Ci fu un attimo di silenzio, poi lei continuò: - Ci vediamo una sera?

-Anche subito.

-Dammi il tempo di fare una doccia. Dove sei? Ti raggiungo.

-Sai dov’è l’Irish?

-Ok, ci vediamo lì tra un'ora.

  Quando chiuse la comunicazione, non riuscì a dire nulla. Il suo amico lo guardava con uno sguardo interrogativo e lui pronunciò solo la parola: - Arriva.

  Quarantacinque minuti dopo, quando lei varcò la soglia del locale, lui istintivamente si voltò verso l’ingresso. Mentre entrava dalla porta, il biondo luminoso di quella lunga chioma disordinata si mise a volteggiare a causa della corrente. Era bellissima, le lunghe gambe, che teneva leggermente piegate verso l’interno, erano avvolte in  spesse collant marroni ed il cappotto, doppio petto, beige, stretto in vita dalla cintura, copriva completamente l’abito sottostante. La pelliccia grigia e nera che rivestiva il bavero, avvolgeva il suo esile collo. Portava sempre tacchi altissimi e, nonostante questo, il suo passo era impercettibile. Con un gesto lento infilò il braccio sotto la coperta di capelli che le copriva il volto e, alzando il gomito, li spinse indietro.
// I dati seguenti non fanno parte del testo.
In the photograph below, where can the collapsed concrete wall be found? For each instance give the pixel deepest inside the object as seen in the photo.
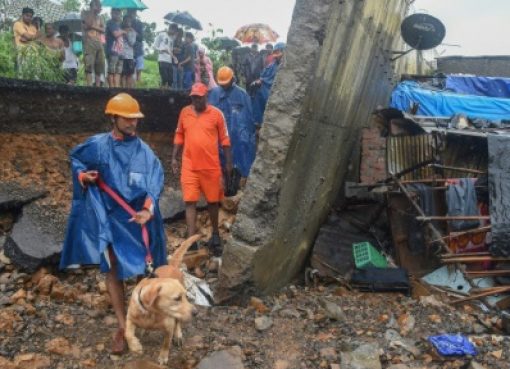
(41, 107)
(337, 70)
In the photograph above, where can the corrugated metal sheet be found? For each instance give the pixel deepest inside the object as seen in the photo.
(408, 151)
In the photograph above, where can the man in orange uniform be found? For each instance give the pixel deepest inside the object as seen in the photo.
(200, 131)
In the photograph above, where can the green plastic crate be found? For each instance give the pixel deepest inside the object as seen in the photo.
(365, 256)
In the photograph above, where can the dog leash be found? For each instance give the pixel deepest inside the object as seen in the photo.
(149, 268)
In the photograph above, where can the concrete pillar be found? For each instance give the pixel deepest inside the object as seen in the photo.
(337, 70)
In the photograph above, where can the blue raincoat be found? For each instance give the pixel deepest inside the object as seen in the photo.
(235, 104)
(262, 94)
(132, 170)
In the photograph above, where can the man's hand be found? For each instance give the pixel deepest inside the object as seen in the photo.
(88, 177)
(142, 217)
(175, 166)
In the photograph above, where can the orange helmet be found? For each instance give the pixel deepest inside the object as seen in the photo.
(123, 105)
(224, 75)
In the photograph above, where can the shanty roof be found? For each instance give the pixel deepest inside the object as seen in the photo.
(46, 9)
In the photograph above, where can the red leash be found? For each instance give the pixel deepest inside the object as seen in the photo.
(124, 205)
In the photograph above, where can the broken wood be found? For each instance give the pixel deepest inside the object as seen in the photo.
(483, 294)
(430, 226)
(457, 169)
(425, 218)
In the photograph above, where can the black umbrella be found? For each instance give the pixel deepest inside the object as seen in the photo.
(227, 42)
(71, 20)
(183, 18)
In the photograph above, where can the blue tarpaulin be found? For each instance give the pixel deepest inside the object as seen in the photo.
(447, 104)
(481, 86)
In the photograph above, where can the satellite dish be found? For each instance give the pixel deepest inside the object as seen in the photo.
(422, 31)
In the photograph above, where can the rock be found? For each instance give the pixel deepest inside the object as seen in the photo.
(225, 359)
(263, 322)
(474, 365)
(328, 353)
(13, 196)
(141, 364)
(6, 364)
(31, 244)
(45, 284)
(364, 357)
(258, 305)
(281, 364)
(32, 361)
(61, 346)
(333, 311)
(172, 207)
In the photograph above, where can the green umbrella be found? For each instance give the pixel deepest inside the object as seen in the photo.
(124, 4)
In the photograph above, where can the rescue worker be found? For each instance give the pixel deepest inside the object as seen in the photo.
(200, 131)
(265, 82)
(235, 105)
(100, 231)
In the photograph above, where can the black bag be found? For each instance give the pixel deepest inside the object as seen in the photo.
(232, 182)
(381, 280)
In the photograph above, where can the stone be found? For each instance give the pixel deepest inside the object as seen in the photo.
(32, 361)
(31, 244)
(258, 305)
(364, 357)
(333, 311)
(225, 359)
(263, 323)
(141, 364)
(328, 353)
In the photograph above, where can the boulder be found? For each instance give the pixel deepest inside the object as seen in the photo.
(32, 243)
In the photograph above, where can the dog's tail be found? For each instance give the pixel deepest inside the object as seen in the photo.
(178, 255)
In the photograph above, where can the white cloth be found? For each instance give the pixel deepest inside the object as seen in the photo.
(70, 58)
(164, 45)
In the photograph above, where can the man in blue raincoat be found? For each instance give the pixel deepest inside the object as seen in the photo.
(100, 231)
(235, 105)
(265, 82)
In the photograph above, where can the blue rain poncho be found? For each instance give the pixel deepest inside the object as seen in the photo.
(96, 221)
(262, 94)
(236, 107)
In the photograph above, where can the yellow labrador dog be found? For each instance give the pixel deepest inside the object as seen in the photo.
(161, 304)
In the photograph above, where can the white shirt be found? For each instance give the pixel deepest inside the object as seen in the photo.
(164, 45)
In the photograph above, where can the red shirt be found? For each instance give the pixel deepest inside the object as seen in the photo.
(201, 134)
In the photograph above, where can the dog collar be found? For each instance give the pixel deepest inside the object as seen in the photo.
(139, 298)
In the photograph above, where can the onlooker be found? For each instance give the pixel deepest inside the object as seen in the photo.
(114, 46)
(93, 32)
(164, 45)
(268, 54)
(23, 29)
(50, 39)
(127, 54)
(252, 67)
(204, 70)
(70, 63)
(178, 53)
(138, 48)
(186, 64)
(201, 130)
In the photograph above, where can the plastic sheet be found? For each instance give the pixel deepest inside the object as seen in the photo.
(480, 86)
(499, 193)
(453, 345)
(447, 104)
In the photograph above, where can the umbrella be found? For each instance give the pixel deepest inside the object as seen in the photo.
(256, 33)
(227, 42)
(71, 20)
(183, 18)
(124, 4)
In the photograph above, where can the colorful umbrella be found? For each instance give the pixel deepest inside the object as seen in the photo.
(256, 33)
(183, 18)
(124, 4)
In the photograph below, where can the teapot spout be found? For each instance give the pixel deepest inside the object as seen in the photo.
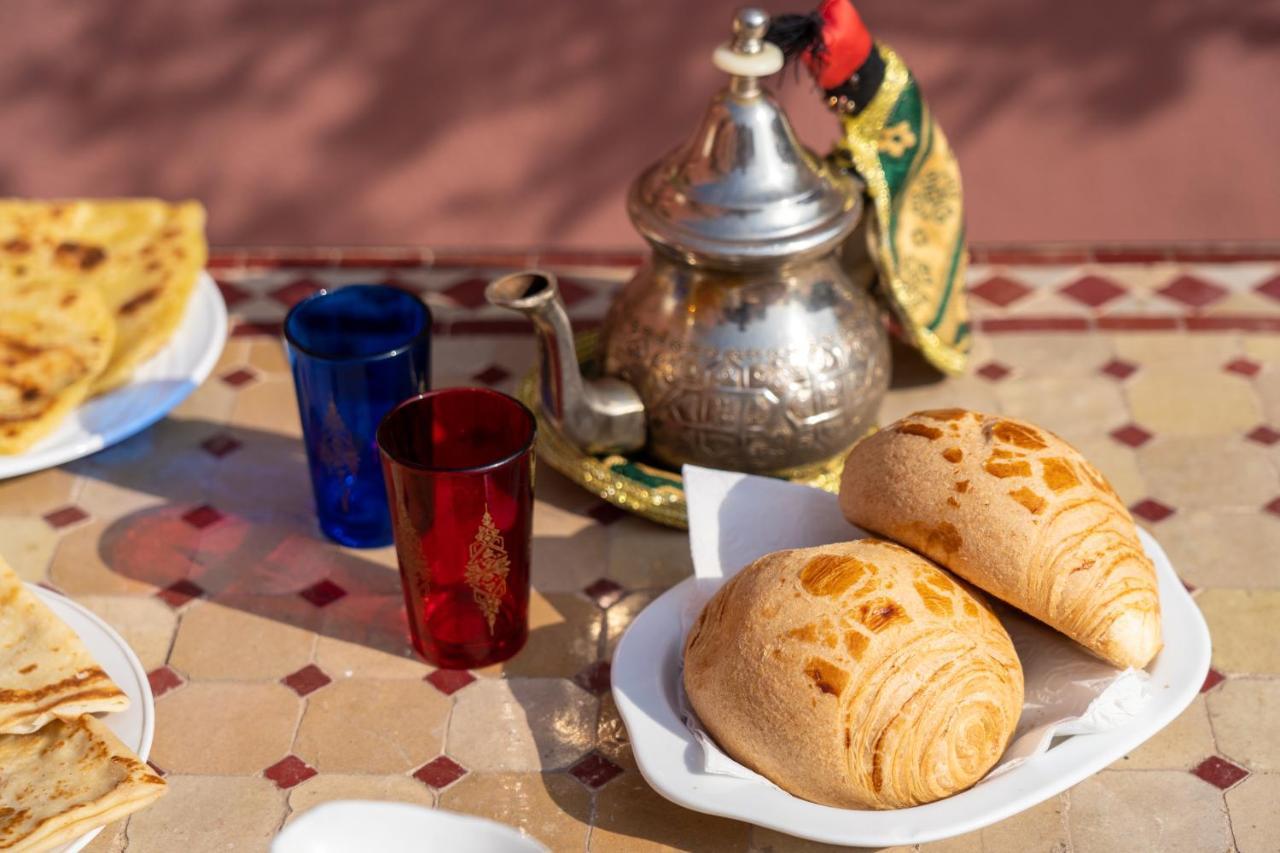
(599, 415)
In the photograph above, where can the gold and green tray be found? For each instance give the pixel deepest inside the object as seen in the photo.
(634, 482)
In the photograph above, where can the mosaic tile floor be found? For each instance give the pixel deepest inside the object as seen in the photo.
(279, 661)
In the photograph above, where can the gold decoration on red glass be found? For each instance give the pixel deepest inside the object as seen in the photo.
(487, 570)
(338, 452)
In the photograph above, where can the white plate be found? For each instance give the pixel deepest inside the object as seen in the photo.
(158, 386)
(647, 667)
(136, 724)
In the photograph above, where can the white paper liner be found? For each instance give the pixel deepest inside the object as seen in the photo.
(735, 519)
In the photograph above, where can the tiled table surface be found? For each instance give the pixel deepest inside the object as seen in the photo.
(279, 661)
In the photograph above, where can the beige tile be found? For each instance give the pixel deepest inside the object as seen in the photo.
(373, 725)
(1175, 349)
(27, 544)
(210, 815)
(1180, 746)
(1208, 471)
(521, 725)
(1244, 719)
(268, 356)
(553, 808)
(965, 392)
(330, 787)
(621, 615)
(1075, 407)
(37, 493)
(1229, 548)
(1255, 817)
(216, 642)
(1119, 464)
(1192, 401)
(146, 624)
(563, 637)
(1243, 626)
(341, 658)
(1061, 355)
(112, 839)
(224, 728)
(568, 551)
(1040, 829)
(268, 405)
(644, 555)
(78, 566)
(630, 816)
(611, 734)
(1168, 811)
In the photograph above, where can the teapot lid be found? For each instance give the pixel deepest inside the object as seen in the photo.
(743, 188)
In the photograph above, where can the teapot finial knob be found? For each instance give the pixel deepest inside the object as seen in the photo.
(748, 55)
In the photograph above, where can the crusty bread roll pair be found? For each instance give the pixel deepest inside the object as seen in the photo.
(862, 675)
(1019, 512)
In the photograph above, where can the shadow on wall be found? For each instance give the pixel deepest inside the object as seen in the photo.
(298, 119)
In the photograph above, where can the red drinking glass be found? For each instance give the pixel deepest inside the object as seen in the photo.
(458, 471)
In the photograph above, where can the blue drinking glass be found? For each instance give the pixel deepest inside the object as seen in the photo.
(356, 352)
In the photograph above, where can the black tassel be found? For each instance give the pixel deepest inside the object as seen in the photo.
(794, 35)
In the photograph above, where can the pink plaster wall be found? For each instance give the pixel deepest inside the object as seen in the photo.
(485, 122)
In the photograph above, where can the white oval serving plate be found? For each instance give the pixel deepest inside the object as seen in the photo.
(647, 670)
(159, 384)
(135, 726)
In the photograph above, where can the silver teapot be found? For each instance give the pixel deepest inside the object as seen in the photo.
(744, 341)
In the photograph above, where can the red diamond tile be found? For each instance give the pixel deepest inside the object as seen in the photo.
(604, 592)
(232, 295)
(1270, 287)
(1151, 510)
(1220, 772)
(1243, 366)
(449, 682)
(289, 771)
(439, 772)
(572, 292)
(993, 370)
(306, 680)
(490, 375)
(163, 680)
(1093, 291)
(240, 377)
(1192, 291)
(65, 516)
(469, 292)
(202, 516)
(1211, 680)
(323, 593)
(1000, 291)
(179, 592)
(1119, 369)
(1132, 434)
(595, 770)
(1264, 436)
(220, 445)
(594, 678)
(606, 512)
(296, 291)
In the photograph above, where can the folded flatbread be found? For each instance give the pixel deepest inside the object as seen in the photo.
(45, 670)
(67, 779)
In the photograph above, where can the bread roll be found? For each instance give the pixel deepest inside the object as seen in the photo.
(1016, 511)
(856, 675)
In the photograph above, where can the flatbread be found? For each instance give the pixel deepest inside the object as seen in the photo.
(45, 670)
(142, 255)
(67, 779)
(55, 341)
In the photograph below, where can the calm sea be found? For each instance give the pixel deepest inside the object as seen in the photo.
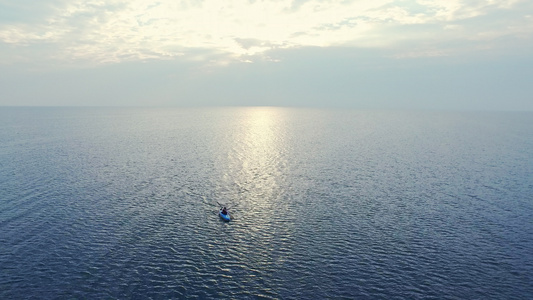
(104, 203)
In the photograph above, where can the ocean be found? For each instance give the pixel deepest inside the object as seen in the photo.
(122, 203)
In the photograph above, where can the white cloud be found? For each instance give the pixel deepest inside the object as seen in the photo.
(118, 30)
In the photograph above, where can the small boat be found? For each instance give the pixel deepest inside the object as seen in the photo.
(225, 216)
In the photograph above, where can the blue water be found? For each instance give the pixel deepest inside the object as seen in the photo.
(122, 203)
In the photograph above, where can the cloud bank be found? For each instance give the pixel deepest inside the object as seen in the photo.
(113, 31)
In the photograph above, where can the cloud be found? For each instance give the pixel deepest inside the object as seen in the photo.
(111, 31)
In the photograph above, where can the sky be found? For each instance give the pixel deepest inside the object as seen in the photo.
(380, 54)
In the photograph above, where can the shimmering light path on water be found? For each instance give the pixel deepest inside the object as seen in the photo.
(122, 203)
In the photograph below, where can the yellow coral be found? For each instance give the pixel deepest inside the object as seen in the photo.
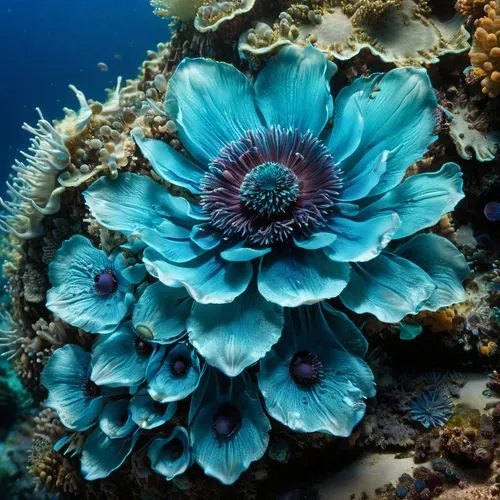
(485, 52)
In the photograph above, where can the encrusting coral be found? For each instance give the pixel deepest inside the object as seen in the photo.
(485, 52)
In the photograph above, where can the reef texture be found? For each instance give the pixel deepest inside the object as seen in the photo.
(240, 272)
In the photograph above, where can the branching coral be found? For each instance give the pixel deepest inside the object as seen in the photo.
(485, 52)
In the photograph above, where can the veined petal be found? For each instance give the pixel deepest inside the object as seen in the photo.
(208, 279)
(422, 199)
(169, 164)
(361, 240)
(398, 111)
(212, 104)
(388, 287)
(293, 89)
(301, 277)
(447, 267)
(221, 333)
(161, 312)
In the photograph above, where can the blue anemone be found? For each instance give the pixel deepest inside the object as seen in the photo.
(432, 408)
(290, 212)
(313, 379)
(173, 373)
(89, 289)
(228, 428)
(148, 413)
(170, 456)
(75, 398)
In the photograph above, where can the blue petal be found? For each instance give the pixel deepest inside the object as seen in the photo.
(302, 277)
(212, 104)
(226, 459)
(73, 297)
(115, 420)
(116, 361)
(208, 279)
(398, 110)
(242, 253)
(335, 403)
(161, 312)
(132, 201)
(147, 413)
(445, 265)
(361, 240)
(422, 199)
(389, 287)
(65, 376)
(169, 164)
(165, 385)
(294, 83)
(222, 335)
(166, 461)
(102, 455)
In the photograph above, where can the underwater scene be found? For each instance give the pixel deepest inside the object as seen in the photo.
(250, 249)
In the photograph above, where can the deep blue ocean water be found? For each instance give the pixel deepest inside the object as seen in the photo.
(48, 44)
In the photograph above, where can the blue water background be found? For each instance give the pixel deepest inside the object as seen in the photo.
(48, 44)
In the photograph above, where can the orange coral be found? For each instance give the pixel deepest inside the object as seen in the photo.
(485, 52)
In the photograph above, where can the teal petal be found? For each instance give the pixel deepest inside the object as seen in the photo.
(171, 456)
(65, 376)
(398, 117)
(169, 164)
(102, 455)
(161, 312)
(221, 333)
(422, 199)
(361, 240)
(73, 297)
(133, 201)
(226, 459)
(388, 287)
(148, 413)
(291, 85)
(173, 374)
(302, 277)
(208, 279)
(441, 260)
(335, 402)
(117, 360)
(212, 104)
(115, 420)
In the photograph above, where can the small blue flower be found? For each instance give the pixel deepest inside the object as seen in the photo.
(228, 428)
(313, 379)
(173, 373)
(291, 212)
(148, 413)
(432, 408)
(170, 456)
(101, 455)
(76, 399)
(89, 289)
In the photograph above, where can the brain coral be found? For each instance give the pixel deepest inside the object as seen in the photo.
(485, 53)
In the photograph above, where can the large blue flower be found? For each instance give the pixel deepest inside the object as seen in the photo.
(76, 399)
(89, 289)
(313, 379)
(228, 428)
(291, 212)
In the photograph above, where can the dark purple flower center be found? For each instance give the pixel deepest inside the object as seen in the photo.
(142, 348)
(270, 186)
(179, 366)
(174, 449)
(227, 421)
(105, 283)
(92, 390)
(306, 369)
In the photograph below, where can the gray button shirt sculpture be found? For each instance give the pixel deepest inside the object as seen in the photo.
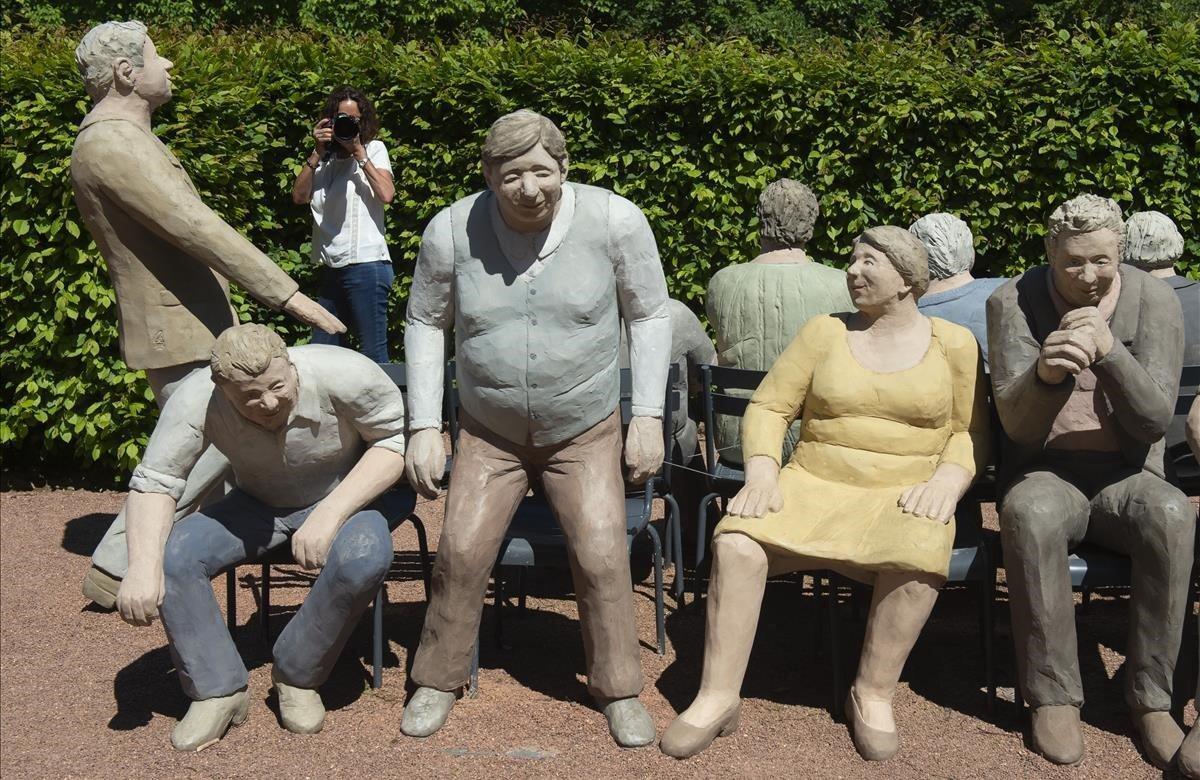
(534, 276)
(1085, 369)
(953, 293)
(168, 255)
(1155, 245)
(315, 436)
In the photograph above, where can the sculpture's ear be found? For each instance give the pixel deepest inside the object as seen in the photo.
(123, 75)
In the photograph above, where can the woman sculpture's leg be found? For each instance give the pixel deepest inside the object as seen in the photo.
(900, 605)
(735, 598)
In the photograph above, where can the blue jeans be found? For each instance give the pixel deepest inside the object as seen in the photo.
(241, 528)
(358, 295)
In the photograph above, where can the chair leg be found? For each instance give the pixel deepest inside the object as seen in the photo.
(264, 622)
(232, 599)
(423, 545)
(659, 604)
(377, 639)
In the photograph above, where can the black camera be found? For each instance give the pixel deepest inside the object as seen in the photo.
(346, 127)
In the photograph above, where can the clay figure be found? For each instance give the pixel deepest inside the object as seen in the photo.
(534, 276)
(953, 293)
(1155, 245)
(895, 427)
(1085, 370)
(757, 307)
(315, 437)
(169, 257)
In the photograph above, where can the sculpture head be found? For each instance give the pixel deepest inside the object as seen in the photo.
(1152, 241)
(119, 55)
(251, 367)
(1084, 241)
(948, 241)
(887, 267)
(525, 165)
(787, 211)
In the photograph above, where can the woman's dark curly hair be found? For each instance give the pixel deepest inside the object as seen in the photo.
(369, 125)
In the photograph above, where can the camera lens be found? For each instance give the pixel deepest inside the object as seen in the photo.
(346, 127)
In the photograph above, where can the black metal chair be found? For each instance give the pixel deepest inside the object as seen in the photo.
(401, 501)
(535, 539)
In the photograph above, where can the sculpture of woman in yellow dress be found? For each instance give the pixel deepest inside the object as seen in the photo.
(893, 406)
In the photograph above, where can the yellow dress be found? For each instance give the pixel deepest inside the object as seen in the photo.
(867, 437)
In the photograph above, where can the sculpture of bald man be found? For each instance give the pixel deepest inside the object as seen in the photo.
(534, 276)
(953, 293)
(1085, 370)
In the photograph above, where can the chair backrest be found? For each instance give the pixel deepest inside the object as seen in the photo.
(715, 383)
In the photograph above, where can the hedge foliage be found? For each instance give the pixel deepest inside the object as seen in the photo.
(883, 130)
(765, 22)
  La porta si chiuse alle sue spalle e l’aria gelata si fermò. Lei alzò lo sguardo e lo vide dritto davanti a sé. Quegli occhi verdi, luminosi, sembravano animati di una nuova luce.

  Lui sentì il suo cuore fermarsi  e ripartire al galoppo. Le mani sudate, la gola improvvisamente secca. Non riusciva a muoversi, non riusciva a parlare. Per quanto tempo aveva immaginato la scena.

  L’amico, gli scosse il braccio e gli chiese: - Ehi è arrivata, che fai?

  Luca si voltò, disorientato, lo fisso negli occhi, le sue labbra accennarono un sorriso e prima di alzarsi, rispose: - Vado a invecchiare con lei.